В жизни Элис еще не слыхивала, чтобы чердак называли студией. Она помолчала.
— Я насчет картин, — объяснил посетитель.
— Ой! — оживилась Элис. — Может, зайдете?
— Я приехал с единственной целью повидать мистера Лика, — с нажимом пояснил незнакомец.
Конечно, за два года мнение Элис о способностях мужа по части рисованья отчасти изменилось. Раз человек умеет заработать две-три сотни в год, наляпывая как попало краски на холсты — и малюя картины, которые, в глубине души считала Элис, ну ни на что на свете не похожи, смех да и только, — значит, приходится серьезно относиться к его этим занятиям на чердаке. Правда, цена, по мненью Элис, была настолько высоченная, ну прямо сказка, учитывая качество работы. Но сейчас, видя на пороге такого симпатичного еврейчика, а за ним такой шикарный автомобиль, вдруг она поняла, что тут возможны чудеса и сказки похлеще даже. Ей виделось уже, как цена подскакивает с десяти до пятнадцати, а то и до двадцати фунтов за картину — только надо, конечно, держать ухо востро, чтоб муж все не испортил, не выкинул чего с этой дурацкой своей застенчивостью.
— Сюда, пожалуйста, — указала она проворно.
И вся эта элегантность за ней проследовала до двери чердака, и Элис распахнула дверь, кратко объявив:
— Генри, тут к тебе один господин, картинами интересуется.
Connoisseur[13]
Прайам оправился скорей, чем можно было ожидать. Первая мысль его была о том, какие ненадежные, прямо невозможные созданья эти женщины, и даже лучшие из них способны на непостижимые вещи, вещи просто невообразимые, покуда они их не выкинут! Ни словом его не предуведомив, притащить невесть кого прямо к нему на чердак! Однако же, встав и разглядев нос вошедшего (чьи ноздри тонко трепетали, вбирая пары керосиновой лампы), он мигом успокоился. Он понял, что не напорется на хамство, тупость, ни на нехватку воображения, ни на отсутствие отзывчивости. Гость между тем сразу, деловито и уверенно взял быка за рога.
— С добрым утречком, мэтр, — с ходу начал он. — Прошу прощенья, что вот нагрянул. Но я хотел узнать, не имеете ли вы в предмете продать какую-нибудь картину. Фамилия моя Оксфорд, я выступаю от лица коллекционера.

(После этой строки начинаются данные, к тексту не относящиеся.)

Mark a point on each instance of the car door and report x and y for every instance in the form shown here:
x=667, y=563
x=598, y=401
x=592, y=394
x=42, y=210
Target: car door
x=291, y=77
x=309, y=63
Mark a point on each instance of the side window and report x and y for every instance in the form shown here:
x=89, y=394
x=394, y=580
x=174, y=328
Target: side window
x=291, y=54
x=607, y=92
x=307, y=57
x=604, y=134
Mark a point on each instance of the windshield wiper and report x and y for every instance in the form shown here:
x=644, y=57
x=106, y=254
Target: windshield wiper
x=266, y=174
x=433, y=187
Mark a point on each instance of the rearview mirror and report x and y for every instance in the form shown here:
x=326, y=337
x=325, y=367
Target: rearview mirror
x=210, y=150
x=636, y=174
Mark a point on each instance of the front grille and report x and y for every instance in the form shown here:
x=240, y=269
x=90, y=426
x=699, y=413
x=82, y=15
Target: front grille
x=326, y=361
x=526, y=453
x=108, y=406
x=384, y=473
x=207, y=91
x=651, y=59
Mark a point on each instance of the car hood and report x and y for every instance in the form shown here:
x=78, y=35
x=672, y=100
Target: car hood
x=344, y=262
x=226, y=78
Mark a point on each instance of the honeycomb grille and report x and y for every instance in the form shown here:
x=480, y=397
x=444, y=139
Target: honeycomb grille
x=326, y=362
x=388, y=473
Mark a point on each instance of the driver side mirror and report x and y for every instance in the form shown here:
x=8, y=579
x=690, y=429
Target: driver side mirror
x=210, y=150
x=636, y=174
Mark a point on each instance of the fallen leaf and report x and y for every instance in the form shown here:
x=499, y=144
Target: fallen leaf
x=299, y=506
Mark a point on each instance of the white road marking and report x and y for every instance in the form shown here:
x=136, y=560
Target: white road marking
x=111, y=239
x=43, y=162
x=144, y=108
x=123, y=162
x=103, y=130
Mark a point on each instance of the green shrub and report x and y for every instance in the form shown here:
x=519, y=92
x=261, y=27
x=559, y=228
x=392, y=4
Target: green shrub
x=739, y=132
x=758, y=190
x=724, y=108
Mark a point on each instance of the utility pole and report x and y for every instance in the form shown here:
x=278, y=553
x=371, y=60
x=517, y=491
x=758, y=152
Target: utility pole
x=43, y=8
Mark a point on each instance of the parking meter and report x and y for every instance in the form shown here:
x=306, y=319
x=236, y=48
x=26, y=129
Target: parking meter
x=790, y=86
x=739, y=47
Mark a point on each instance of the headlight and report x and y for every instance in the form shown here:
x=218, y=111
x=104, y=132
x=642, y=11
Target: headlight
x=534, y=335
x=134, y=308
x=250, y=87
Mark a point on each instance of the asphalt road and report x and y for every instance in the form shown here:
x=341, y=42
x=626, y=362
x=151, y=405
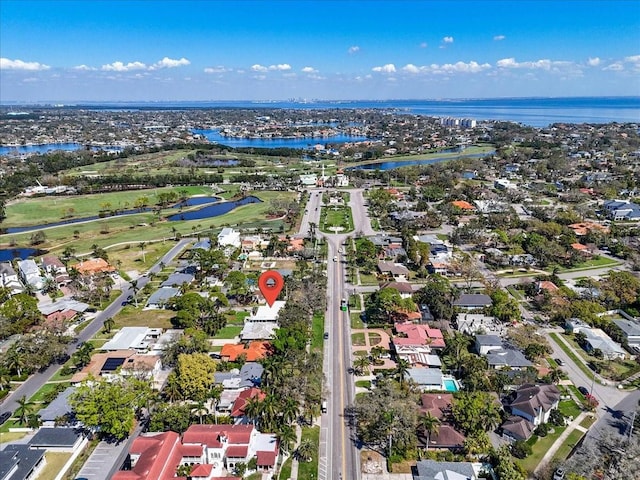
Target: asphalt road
x=37, y=380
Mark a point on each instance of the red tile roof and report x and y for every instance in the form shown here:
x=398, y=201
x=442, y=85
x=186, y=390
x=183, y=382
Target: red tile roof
x=255, y=351
x=237, y=451
x=266, y=459
x=419, y=335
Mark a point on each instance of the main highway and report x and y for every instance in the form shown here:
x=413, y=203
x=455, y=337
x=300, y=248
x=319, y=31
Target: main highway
x=339, y=456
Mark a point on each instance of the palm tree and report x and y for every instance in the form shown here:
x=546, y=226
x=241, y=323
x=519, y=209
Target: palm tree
x=108, y=324
x=141, y=246
x=304, y=450
x=361, y=364
x=287, y=437
x=200, y=410
x=401, y=370
x=23, y=410
x=429, y=426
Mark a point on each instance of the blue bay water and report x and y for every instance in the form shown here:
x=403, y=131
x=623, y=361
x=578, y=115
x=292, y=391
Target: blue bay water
x=534, y=112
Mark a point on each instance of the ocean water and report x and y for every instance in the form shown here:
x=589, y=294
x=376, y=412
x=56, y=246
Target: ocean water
x=535, y=112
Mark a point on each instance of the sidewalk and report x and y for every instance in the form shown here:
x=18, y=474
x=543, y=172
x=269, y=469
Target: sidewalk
x=575, y=425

Искренность, почтительность, очень мило сочетались с меркантильной прямотой, а также с широкой, обворожительной улыбкой. Никакого удивленья обстановкой чердака выказано не было.
Мэтр!
Не стоит, по-видимому, прикидываться, будто и самому что ни на есть великому художнику не лестно, когда его называют — мэтр. «Мастер» — ну, кажется, то же самое слово, но какая разница! Давно уж к Прайаму Фарлу не обращались — мэтр. Впрочем, из-за своей нелюдимости он и вообще очень редко слышал это обращение. Оконченная только что картина стояла на мольберте у окна; она изображала одну из самых дивных лондонских сцен: Главная улица Патни — ночью; две лошади, влекущие омнибус, мощно, с силой рвутся из темного проулка, и, не совсем вырвавшись из тени, но уже обтянутые холодным блеском Главной улицы, странно подобны конной статуе. Такой нахлест тонов, так сложны перепады освещения. По спокойному взгляду гостя, по той позе, которую тот невольно принял, чтоб смотреть на картину, Прайам мгновенно догадался, что смотреть на картины для этого человека — дело привычное. Тот не отпрянул, не ринулся поближе к полотну, не зашелся в истерике, не вел себя, как при встрече с призраком убиенной жертвы. Просто он смотрел на картину, якобы спокойно, и держал язык за зубами. А картина была вовсе не из легких, не из простых. Сплошною новизной, дерзостью опыта, своей блистательною крайностью она в человеке несведущем не задевала ни единой струнки, кроме чувства юмора.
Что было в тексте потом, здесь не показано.